如何删除C ++ std :: string中的重音符和波浪号

I have a problem with a string in C++ which has several words in Spanish. This means that I have a lot of words with accents and tildes. I want to replace them for their not accented counterparts. Example: I want to replace this word: "había" for habia. I tried replace it directly but with replace method of string class but I could not get that to work.

我在C ++中有一个字符串的问题,它有几个西班牙语单词。这意味着我有很多带有重音符号和波浪号的单词。我想替换它们没有重音的同行。示例:我想替换这个词:哈比亚的“había”。我尝试直接替换它但使用字符串类的替换方法,但我无法让它工作。

I'm using this code:

我正在使用此代码:

for (it= dictionary.begin(); it != dictionary.end(); it++)
{
    strMine=(it->first);
    found=toReplace.find_first_of(strMine);
    while (found!=std::string::npos)
    {
        strAux=(it->second);
        toReplace.erase(found,strMine.length());
        toReplace.insert(found,strAux);
        found=toReplace.find_first_of(strMine,found+1);
    }
}

Where dictionary is a map like this (with more entries):

字典是这样的地图(有更多条目):

dictionary.insert ( std::pair<std::string,std::string>("á","a") );
dictionary.insert ( std::pair<std::string,std::string>("é","e") );
dictionary.insert ( std::pair<std::string,std::string>("í","i") );
dictionary.insert ( std::pair<std::string,std::string>("ó","o") );
dictionary.insert ( std::pair<std::string,std::string>("ú","u") );
dictionary.insert ( std::pair<std::string,std::string>("ñ","n") );

and toReplace strings is:

和toReplace字符串是:

std::string toReplace="á-é-í-ó-ú-ñ-á-é-í-ó-ú-ñ";

I obviously must be missing something. I can't figure it out. Is there any library I can use?.

我显然必须遗漏一些东西。我无法弄明白。我有可以使用的图书馆吗?

Thanks,

12 个解决方案

#1

First, this is a really bad idea: you’re mangling somebody’s language by removing letters. Although the extra dots in words like “naïve” seem superfluous to people who only speak English, there are literally thousands of writing systems in the world in which such distinctions are very important. Writing software to mutilate someone’s speech puts you squarely on the wrong side of the tension between using computers as means to broaden the realm of human expression vs. tools of oppression.

首先,这是一个非常糟糕的主意:你通过删除字母来破坏某人的语言。虽然像“天真”这样的单词中的额外点对于只说英语的人来说似乎是多余的,但世界上有数以千计的书写系统,其中这些区别非常重要。编写软件以破坏某人的言论,这使你正好处于使用计算机作为扩大人类表达领域与压迫工具之间的紧张关系的错误方面。

What is the reason you’re trying to do this? Is something further down the line choking on the accents? Many people would love to help you solve that.

你试图这样做的原因是什么?是什么东西在口音上窒息?很多人都愿意帮助你解决这个问题。

That said, libicu can do this for you. Open the transform demo; copy and paste your Spanish text into the “Input” box; enter

也就是说,libicu可以为你做到这一点。打开转换演示;将西班牙文本复制并粘贴到“输入”框中;输入

NFD; [:M:] remove; NFC

as “Compound 1” and click transform.

作为“化合物1”并单击转换。

(With help from slide 9 of Unicode Transforms in ICU. Slides 29-30 show how to use the API.)

(借助ICU中Unicode转换的幻灯片9的帮助。幻灯片29-30显示了如何使用API。)

#2

I disagree with the currently "approved" answer. The question makes perfect sense when you are indexing text. Like case-insensitive search, accent-insensitive search is a good idea. "naïve" matches "Naïve" matches "naive" matches "NAİVE" (you do know that an uppercase i is İ in Turkish? That's why you ignore accents)

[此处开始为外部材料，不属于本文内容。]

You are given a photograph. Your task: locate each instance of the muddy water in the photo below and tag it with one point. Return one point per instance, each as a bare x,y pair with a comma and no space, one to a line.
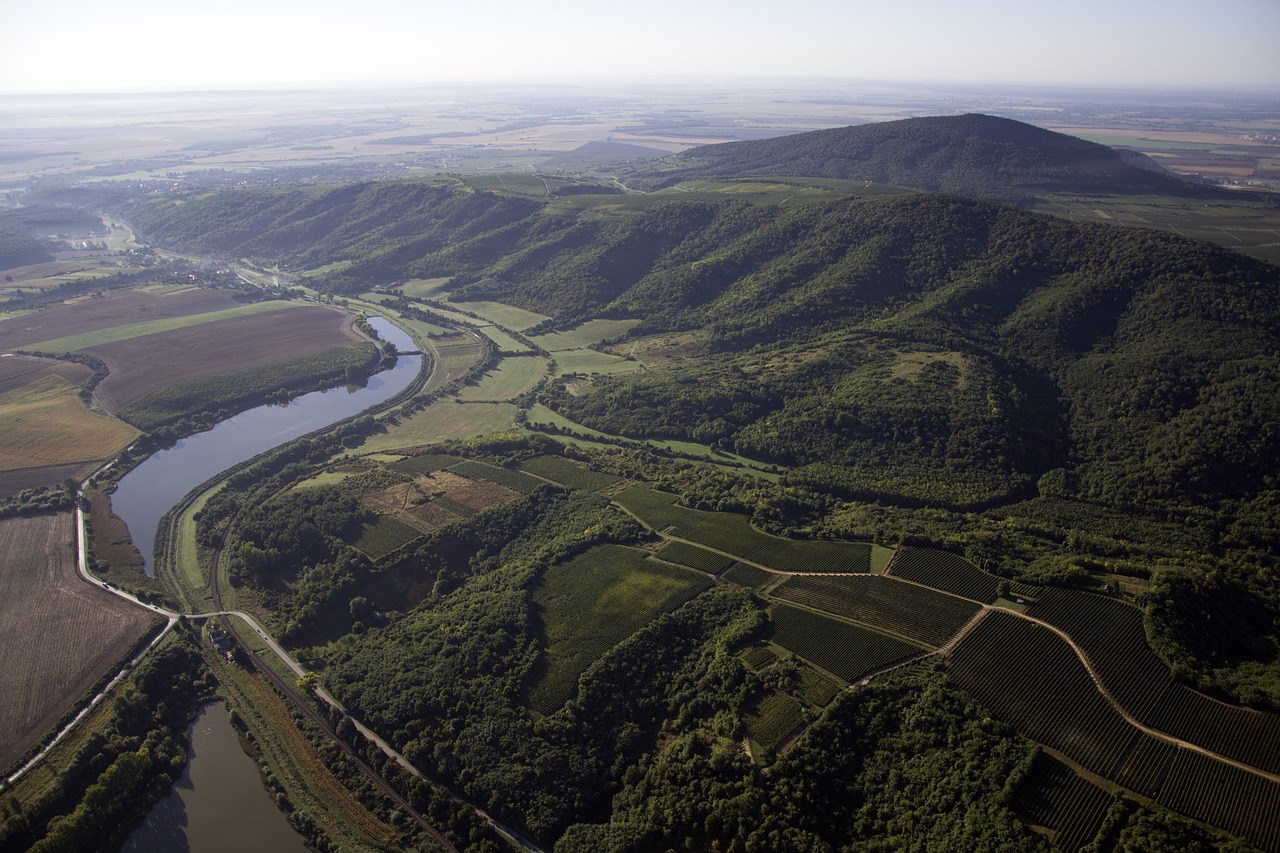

我不同意目前“批准”的答案。在索引文本时,这个问题非常有意义。与不区分大小写的搜索一样,不区分重音的搜索也是一个好主意。 “naïve”匹配“Naïve”匹配“天真”匹配“NAİVE”(你知道大写我是土耳其语吗?这就是你忽略重音的原因)

Now, the best algorithm is hinted at the approved answer: Use NKD (decomposition) to decompose accented letters into the base letter and a seperate accent, and then remove all accents.

现在,最好的算法暗示了批准的答案:使用NKD(分解)将重音字母分解为基本字母和单独的重音,然后删除所有重音。

There is little point in the re-composition afterwards, though. You removed most sequences which would change, and the others are for all intents and purposes identical anyway. WHat's the difference between æ in NKC and æ in NKD?

不过,之后的重组很少有意义。您删除了大多数会改变的序列,而其他序列无论如何都是相同的。什么是NKC和æ在NKD之间的区别?

#3

I definitely think you should look into the root of the problem. That is, look for a solution that will allow you to support characters encoded in Unicode or for the user's locale.

我绝对认为你应该研究问题的根源。也就是说,寻找一种解决方案,允许您支持以Unicode编码的字符或用户的语言环境。

That being said, your problem is that you're dealing with multi-character strings. There is std::wstring but I'm not sure I'd use that. For one thing, wide characters aren't meant to handle variable width encodings. This hole goes deep, so I'll leave it at that.

话虽这么说,你的问题是你正在处理多字符串。有std :: wstring,但我不确定我是否会使用它。首先,宽字符并不意味着处理可变宽度编码。这个洞深入,所以我会留下它。

Now, as for the rest of your code, it is error prone because you mix the looping logic with translation logic. Thus, at least two kinds of bugs can occur: translation bugs and looping bugs. Do use the STL, it can help you a lot with the looping part.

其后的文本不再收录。